Si les ambiances sont très variées en fonction des nouvelles, il est en revanche difficile de ne pas remarquer le flagrant manque de diversité dans le profil des personnages. Des hommes ou des adolescents blancs : voilà le portrait type des « héros » de Joe Hill. Les femmes, elles, sont souvent très en retrait et se cantonnent pour l’essentiel à deux rôles : la séductrice et la figure maternelle (qui, contrairement à celle du père, plus ambivalente, est presque toujours traitée de manière négative). Un biais qui a de quoi faire tiquer. Le profil sociologique le plus fréquemment mis en scène par l’auteur est donc celui de l’adolescent très mal dans sa peau et en conflit avec l’un ou l’autre de ses parents. C’est le cas dans « Stridulations », mais aussi dans « Pop Art » ou encore dans « Fils d’Abraham », qui met en scène deux adolescents terrifiés par leur père qui tente de les mettre en garde contre l’existence de créatures surnaturelles lancées à leur trousse (délire ou peur justifiée ?). La seconde particularité des personnages de Joe Hill, c’est leur décalage par rapport aux normes de la société. Certains souffrent de problèmes de violence (« Pop art »), d’autres d’un léger handicap mental (« Mieux qu’à la maison »), voire même pour certains de mutilations (« Bobby Conroy revient d’entre les morts »). Ce décalage, loin d’inciter le lecteur à s’identifier au personnage ou à le prendre en sympathie, provoque au contraire le malaise car cette étrangeté s’accompagne d’un comportement frisant parfois la psychopathie. Dans « La Cape », nouvelle qui a donné naissance au fameux comic, c’est le détachement et le sadisme du héros qui provoquent des sueurs froides chez le lecteur. Le texte prend ainsi totalement à contre-pied les récits habituels sur la naissance d’un super-héros. Un vrai petit bijou ! Dans de nombreuses autres nouvelles, c’est l’indifférence du personnage face au sort tragique d’un proche qui fait naître un profond sentiment de malaise : c’est le cas dans « Dernier souffle », mais aussi dans « Le masque de papa » qui met en scène un garçon témoin d’étranges rituels venant totalement déstabiliser la stabilité de sa famille. Chaque fois, c’est moins la situation (pourtant étrange) qui s’avère glaçante que la froideur et le manque de réaction humaine des personnages.

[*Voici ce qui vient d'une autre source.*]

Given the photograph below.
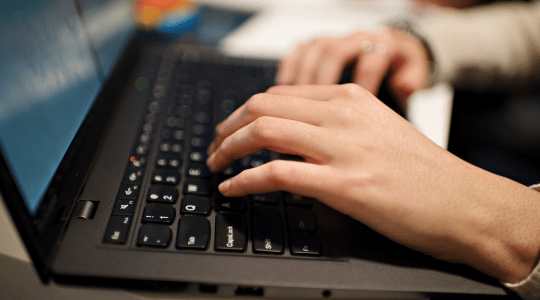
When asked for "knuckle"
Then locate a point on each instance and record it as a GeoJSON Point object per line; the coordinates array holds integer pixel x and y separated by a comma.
{"type": "Point", "coordinates": [225, 147]}
{"type": "Point", "coordinates": [277, 173]}
{"type": "Point", "coordinates": [255, 105]}
{"type": "Point", "coordinates": [261, 129]}
{"type": "Point", "coordinates": [241, 181]}
{"type": "Point", "coordinates": [351, 89]}
{"type": "Point", "coordinates": [276, 89]}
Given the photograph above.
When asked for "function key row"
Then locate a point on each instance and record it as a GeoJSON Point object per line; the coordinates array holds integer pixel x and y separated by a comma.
{"type": "Point", "coordinates": [126, 199]}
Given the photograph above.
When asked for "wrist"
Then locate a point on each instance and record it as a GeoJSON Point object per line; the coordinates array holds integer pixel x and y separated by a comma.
{"type": "Point", "coordinates": [503, 239]}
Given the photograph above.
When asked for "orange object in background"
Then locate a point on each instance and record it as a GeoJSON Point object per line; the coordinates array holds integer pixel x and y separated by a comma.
{"type": "Point", "coordinates": [150, 13]}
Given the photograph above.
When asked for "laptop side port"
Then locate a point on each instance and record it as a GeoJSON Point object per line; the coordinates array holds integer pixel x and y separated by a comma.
{"type": "Point", "coordinates": [249, 291]}
{"type": "Point", "coordinates": [208, 288]}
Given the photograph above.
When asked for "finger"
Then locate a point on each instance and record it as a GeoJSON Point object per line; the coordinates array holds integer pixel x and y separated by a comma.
{"type": "Point", "coordinates": [279, 135]}
{"type": "Point", "coordinates": [289, 66]}
{"type": "Point", "coordinates": [337, 58]}
{"type": "Point", "coordinates": [279, 106]}
{"type": "Point", "coordinates": [371, 69]}
{"type": "Point", "coordinates": [279, 175]}
{"type": "Point", "coordinates": [310, 63]}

« Fantômes » est un recueil de nouvelles très variées qui permet de se faire une bonne idée du style et des thématiques chères à Joe Hill. La tension et le profond malaise que l’auteur parvient à instaurer dans la plupart de ces textes rendent ceux-ci particulièrement marquants, d’autant que les chutes sont toujours très soignées. Si tous les textes sont bons, on peut tout de même trouver à redire à certaines « manies » de l’auteur, comme le manque de diversité de ses personnages, le traitement réservé aux femmes, ou une tendance à la surenchère.

Voir aussi : Cornes ; The Cape ; Locke & key

Autres critiques :  ?

Passionnée d'histoire (surtout le XIXe siècle) et grande lectrice des littératures de l’imaginaire (fantasy essentiellement) mais aussi d'essais politiques et de recherches historiques. Ancrée très à gauche. Féministe.

2 commentaires

  • Tigger Lilly

    Je lis ta chronique avec enthousiasme et puis j’arrive au paragraphe sur le traitement des personnages féminins, c’est un peu retombé. Je n’ai lu Joe Hill qu’au travers de sa bd Locke et Key et j’aimerais le découvrir en littérature mas je pense que je me pencherai en premier lieu sur autre chose que ce recueil. C’est pas rédhibitoire mais ça me parait terriblement vieillot ce genre de traitement.

    • Boudicca

      C’est vrai que le traitement exclusivement masculin et blanc paraît décalé (surtout en ce moment). Je te conseille « Cornes » si tu veux découvrir l’auteur. Bon, le héros est encore et toujours un homme blanc (et les femmes sont peu présentes) mais c’est un bon thriller fantastique.